Alicia and Bryant assisted me out of the tub and onto our bed. Carol assisted me through several pushes with Emma at her side. I was supported by Alicia and Bryant, while mom captured my requested video footage.
“See? There’s the head, right there.” Carol said as Alicia held up a mirror for me to see. By then I was exhausted and my attention was dead set on pushing. Though nearly drained by the process, I found strength in the fact that my baby was working just as hard to meet me—we were in this together.
I was careful to only push with contractions. 2 pushes later Carol said, “Dominique, reach down and feel your baby’s head.” Upon contact my face illuminated with unparalleled joy. This excitement renewed me so much that everyone chuckled—they said I looked as if I hadn’t in labor at all!
I didn’t care about anything except meeting my baby. No pressure or sensations was an issue any longer because I didn’t care. I’d do anything now just to hold my baby.

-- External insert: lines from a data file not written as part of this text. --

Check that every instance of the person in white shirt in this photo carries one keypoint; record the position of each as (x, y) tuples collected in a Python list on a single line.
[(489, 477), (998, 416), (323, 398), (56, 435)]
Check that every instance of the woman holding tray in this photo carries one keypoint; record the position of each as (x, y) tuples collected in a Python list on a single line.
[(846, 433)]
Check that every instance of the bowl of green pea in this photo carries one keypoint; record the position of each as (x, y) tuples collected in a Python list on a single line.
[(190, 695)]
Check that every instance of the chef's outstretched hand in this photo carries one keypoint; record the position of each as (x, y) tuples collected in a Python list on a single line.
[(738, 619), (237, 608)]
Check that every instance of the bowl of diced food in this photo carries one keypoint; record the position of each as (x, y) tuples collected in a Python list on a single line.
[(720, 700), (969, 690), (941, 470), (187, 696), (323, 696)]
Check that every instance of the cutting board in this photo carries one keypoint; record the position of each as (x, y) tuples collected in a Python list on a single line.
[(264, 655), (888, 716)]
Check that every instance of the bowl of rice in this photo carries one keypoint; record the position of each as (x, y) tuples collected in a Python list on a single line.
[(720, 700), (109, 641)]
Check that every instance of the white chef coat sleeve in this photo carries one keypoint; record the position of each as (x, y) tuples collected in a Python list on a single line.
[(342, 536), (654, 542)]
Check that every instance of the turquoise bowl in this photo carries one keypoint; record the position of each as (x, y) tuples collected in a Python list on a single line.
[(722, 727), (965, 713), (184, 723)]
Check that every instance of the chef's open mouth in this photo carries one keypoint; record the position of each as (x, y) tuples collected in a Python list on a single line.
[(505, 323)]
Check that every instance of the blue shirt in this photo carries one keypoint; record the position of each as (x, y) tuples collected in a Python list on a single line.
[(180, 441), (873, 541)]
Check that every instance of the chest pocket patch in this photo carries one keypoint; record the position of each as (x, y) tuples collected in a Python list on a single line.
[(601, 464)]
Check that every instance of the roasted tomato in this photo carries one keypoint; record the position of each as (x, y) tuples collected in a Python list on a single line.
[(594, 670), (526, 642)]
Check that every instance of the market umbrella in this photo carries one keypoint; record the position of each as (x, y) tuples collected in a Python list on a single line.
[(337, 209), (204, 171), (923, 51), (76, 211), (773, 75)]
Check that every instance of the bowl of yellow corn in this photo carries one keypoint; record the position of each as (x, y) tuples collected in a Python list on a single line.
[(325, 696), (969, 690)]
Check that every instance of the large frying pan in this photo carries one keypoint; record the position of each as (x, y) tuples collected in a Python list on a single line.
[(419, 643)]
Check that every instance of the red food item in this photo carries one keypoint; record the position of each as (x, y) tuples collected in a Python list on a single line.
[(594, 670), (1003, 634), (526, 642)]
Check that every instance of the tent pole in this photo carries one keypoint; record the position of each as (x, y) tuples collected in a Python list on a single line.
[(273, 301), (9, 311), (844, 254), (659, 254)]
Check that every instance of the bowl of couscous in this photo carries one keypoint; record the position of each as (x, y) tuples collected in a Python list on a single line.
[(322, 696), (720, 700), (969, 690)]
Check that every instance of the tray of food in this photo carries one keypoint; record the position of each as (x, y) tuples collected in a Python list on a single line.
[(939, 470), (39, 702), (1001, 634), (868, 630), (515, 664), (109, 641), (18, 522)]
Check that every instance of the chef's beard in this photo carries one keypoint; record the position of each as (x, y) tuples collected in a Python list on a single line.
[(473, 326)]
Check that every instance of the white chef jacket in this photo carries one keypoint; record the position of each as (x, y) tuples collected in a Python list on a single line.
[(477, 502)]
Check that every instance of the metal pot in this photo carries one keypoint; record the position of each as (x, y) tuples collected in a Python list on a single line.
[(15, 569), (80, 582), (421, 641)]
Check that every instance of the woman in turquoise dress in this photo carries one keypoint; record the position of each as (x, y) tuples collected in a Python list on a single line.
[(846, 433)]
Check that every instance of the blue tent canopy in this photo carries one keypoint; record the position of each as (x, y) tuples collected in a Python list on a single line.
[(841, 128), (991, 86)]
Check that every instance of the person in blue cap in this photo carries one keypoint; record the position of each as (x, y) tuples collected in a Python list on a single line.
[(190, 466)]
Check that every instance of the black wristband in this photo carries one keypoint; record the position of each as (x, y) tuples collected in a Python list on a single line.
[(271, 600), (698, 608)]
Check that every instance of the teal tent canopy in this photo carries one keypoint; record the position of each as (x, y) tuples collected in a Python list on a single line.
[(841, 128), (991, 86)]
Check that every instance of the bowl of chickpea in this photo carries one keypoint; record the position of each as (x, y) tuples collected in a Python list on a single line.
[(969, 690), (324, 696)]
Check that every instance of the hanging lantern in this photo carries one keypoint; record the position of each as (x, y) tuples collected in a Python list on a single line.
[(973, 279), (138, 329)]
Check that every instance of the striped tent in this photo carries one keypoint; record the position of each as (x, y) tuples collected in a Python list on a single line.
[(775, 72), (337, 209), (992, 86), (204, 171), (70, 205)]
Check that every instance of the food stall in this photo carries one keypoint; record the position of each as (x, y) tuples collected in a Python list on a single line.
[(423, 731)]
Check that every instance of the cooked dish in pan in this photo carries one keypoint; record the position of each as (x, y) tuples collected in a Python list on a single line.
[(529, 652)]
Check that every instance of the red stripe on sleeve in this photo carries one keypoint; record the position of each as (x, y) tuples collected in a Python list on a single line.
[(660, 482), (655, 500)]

1.5 pushes later Carol said, “Ok Bryant get ready to catch your baby.” “Really?!?” he gasped and she said, “Yeah!” Just as he reached his hand out, I passed through the ring of fire as foretold, and Bryant Darrell Wilson III was born with an iron-grip around his daddy’s finger. There was a simultaneous crash of thunder outside which everyone marveled at.
Our healthy son gave a loud cry as he lay on my abdomen still holding daddy’s finger. Tears rolled down my face as the 3 of us bonded. A few minutes later, Bryant cut the cord—making sure it was no longer pulsing.
I nursed and held our son for an hour skin-to-skin. During that time, I birthed my placenta, which was immediately stored for encapsulation. I also received 2 small sutures.
At 8lbs and 22″ long with head circumference of 13.4″—Bryant was an unexpectedly big boy.
The following day my brain caught up with my body as I gasped, “I’m a new mom and I pushed out an 8lb child without pain medication here in the comfort of our bed. How awesome is that!!!